Wastewater and water depletion. In addition to changing the composition of fracking fluids to address concerns about water use and wastewater disposal, drilling companies increasingly recycle the water they use. Today, far less water is used in fracking than to grow corn and process it into ethanol.
Earthquakes. Fracturing rocks does cause cracking that can be measured with ultrasensitive equipment. These micro-seismic events measure around 0.8 on the Richter scale, about what is caused by a passing car. Even loaded dump trucks register only a 3 (the minimum that can be felt by humans), and property damage does not begin until vibration reaches a 5. Deep injection of water for geothermal energy development, enhanced oil recovery operations, or disposal of petroleum, municipal or industrial wastewater have caused detectable seismic activity. Yet of more than 800,000 injection wells nationwide, only about 40 were felt at the surface.
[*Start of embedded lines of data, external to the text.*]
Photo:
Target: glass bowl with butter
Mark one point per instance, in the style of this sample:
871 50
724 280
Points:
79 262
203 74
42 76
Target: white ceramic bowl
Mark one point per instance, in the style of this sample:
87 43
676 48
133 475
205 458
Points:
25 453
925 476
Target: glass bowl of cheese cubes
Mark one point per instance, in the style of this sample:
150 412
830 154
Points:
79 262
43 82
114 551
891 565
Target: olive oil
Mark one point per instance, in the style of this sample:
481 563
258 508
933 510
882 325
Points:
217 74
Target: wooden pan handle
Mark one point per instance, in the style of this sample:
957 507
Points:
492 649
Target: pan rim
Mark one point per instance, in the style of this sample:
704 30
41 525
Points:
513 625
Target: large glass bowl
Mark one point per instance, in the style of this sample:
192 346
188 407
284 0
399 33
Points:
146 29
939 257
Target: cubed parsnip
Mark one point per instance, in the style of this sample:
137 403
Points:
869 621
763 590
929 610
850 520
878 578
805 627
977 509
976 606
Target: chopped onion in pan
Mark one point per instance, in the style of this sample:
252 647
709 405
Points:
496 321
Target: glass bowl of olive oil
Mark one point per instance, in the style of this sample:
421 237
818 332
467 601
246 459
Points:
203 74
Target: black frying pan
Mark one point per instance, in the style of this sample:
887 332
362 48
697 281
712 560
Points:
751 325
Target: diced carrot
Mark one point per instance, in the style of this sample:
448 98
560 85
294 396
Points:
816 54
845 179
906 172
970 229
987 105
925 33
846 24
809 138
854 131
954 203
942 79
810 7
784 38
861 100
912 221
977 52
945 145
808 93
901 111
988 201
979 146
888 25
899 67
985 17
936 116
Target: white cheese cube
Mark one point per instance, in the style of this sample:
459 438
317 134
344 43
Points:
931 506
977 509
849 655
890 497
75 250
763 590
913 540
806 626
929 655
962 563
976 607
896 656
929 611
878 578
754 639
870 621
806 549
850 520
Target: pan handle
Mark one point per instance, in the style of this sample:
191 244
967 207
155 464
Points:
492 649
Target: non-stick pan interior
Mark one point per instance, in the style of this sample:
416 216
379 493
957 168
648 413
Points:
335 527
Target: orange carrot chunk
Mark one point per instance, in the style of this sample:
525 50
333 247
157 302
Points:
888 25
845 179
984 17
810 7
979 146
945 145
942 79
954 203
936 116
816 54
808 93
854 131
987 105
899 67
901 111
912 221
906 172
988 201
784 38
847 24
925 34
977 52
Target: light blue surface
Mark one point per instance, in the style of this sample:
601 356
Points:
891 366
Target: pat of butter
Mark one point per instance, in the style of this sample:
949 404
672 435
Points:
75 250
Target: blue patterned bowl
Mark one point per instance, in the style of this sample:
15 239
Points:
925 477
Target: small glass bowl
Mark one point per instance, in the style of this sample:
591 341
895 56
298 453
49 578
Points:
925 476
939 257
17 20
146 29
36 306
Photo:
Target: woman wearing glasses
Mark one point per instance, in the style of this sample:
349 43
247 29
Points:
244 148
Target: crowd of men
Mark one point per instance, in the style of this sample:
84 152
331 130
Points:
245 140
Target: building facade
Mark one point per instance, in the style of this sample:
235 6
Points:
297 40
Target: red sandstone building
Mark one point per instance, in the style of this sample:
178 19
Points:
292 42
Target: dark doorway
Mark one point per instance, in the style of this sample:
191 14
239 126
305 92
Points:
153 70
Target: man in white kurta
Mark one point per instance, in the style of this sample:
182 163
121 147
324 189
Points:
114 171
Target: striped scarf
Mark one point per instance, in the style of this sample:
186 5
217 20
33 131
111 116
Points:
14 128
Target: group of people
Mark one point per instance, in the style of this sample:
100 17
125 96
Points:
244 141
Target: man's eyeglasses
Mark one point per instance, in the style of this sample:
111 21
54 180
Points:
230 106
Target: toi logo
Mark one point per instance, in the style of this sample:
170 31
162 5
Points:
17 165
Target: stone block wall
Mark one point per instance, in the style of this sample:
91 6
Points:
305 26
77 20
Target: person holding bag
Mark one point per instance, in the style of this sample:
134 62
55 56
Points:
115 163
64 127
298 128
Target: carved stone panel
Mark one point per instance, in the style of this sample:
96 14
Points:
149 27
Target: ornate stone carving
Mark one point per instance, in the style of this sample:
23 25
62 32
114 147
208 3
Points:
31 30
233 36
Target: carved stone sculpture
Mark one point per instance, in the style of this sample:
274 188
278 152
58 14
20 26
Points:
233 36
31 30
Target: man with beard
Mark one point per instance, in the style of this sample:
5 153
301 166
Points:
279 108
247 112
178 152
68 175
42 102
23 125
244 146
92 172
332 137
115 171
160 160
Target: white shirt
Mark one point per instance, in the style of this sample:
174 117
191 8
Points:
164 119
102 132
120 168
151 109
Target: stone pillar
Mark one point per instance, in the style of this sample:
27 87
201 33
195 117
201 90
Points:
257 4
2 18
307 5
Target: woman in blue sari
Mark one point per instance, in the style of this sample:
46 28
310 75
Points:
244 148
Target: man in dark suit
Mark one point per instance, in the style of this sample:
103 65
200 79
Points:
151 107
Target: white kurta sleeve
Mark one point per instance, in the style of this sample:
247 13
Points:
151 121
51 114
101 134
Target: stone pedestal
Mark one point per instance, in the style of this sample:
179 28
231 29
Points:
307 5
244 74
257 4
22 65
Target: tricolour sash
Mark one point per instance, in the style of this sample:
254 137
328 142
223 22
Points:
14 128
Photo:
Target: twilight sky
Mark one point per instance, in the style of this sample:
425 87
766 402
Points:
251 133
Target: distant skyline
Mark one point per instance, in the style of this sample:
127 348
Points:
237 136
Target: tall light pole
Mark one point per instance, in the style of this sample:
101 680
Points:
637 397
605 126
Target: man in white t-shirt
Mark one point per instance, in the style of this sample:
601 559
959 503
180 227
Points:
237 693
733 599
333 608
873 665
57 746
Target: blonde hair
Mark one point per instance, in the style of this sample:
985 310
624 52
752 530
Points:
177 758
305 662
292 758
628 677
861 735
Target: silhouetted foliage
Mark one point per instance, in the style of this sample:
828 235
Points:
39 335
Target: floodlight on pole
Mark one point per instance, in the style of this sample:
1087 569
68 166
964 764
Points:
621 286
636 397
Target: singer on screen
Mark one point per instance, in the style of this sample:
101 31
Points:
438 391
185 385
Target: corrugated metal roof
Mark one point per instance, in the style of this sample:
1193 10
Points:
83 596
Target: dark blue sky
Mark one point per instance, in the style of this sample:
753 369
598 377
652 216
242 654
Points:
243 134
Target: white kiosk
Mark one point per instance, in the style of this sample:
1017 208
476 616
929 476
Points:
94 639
Fracking is subject to multiple regulations. State and local regulation and cooperation with industry, constant refinements in rules and practices, and accommodation to public concerns about water, fracking fluids, road congestion and other community issues have been ongoing for decades. This is part of the reason why 2.5 million instances of fracking worldwide (more than 1 million in the United States) since 1949 have not caused any serious harm.
Unfortunately, environmental fairy tales about fracking cost us energy, jobs, revenue and prosperity with no redeeming ecological benefit. The ultimate irony is evident in Europe, where opposition to fracking (and nuclear power) is causing Germany and other central EU countries to build 10,600 megawatts of new coal-fired electrical power plants during the next four years.
Meanwhile, green power mandates have pushed Germany’s electricity prices to the second highest in Europe (32 cents per kilowatt-hour, compared to an average of 10 cents in the U.S.), putting countless jobs at risk and leaving German households staring at another big rate hike next year.
America needs access to its oil and gas deposits using rational regulations that reflect reality rather than eco-fairy tales. The White House, Congress and government bureaucracies need to distinguish between fact and fiction, understand how to produce real energy, jobs and revenues, and stop trying to “fundamentally transform” our nation.
Paul Driessen is senior policy adviser for the Committee for a Constructive Tomorrow and author of “Eco-Imperialism: Green Power, Black Death” (Merril Press, 2012).